Robert G. Bell, Ph.D. is president and owner of Drug and Biotechnology Development LLC, a consultancy to the pharmaceutical industry and academia for biological, drug, and device development.
I have been involved with biologics development and production for many years and have participated in numerous global scientific and regulatory discussions over the last 17 years regarding the development of biosimilars. Europe, as well many countries throughout the world, has set a model that the United States should emulate regarding the development and registration of biosimilars. Europe has produced over 20 biosimilar- and product-specific guidelines and approved multiple biosimilar products that include epoetin alfa and zeta, filgrastim, somatropin, and the Committee for Medicinal Products for Human Use has recommended approval for the first monoclonal antibody (infliximab). India has over 30 biosimilars that include EMA approvals for vaccines, insulins, PEG-filgrastim, and rituximab. In contrast, the United States has no approved biosimilars under the 351(k) submission process and only several biosimilar guidelines in draft form.
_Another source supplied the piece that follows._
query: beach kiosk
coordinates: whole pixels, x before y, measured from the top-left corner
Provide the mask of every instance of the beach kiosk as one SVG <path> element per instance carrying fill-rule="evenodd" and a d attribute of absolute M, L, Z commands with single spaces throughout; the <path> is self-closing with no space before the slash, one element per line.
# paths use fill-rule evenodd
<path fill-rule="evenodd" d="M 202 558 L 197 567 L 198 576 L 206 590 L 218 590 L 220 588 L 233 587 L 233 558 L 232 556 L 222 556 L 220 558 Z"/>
With many more Americans providing their own health insurance, the cost of life-saving affordable biosimilar biologics becomes an immediate need in the U.S. health care system. Mutual recognition by the FDA of the approved EMA biosimilar registrations would facilitate making these therapies available to millions of Americans. The EMA-approved biosimilars have undergone the appropriate comparability testing that demonstrates that these products are safe and efficacious and have been administered to millions of patients. In addition, it will reduce unnecessary animal and human testing and lessen the environmental impact. User fees would still be collected by the FDA and the appropriate regulatory reviews and preapproval inspections conducted. Instead of being years behind, we could jump start the U.S. health care’s biosimilars initiative by mutually recognizing the EMA approved biosimilars and allowing the previously generated data in the EMA biosimilars registrations to be the basis for a U.S. biosimilars approval.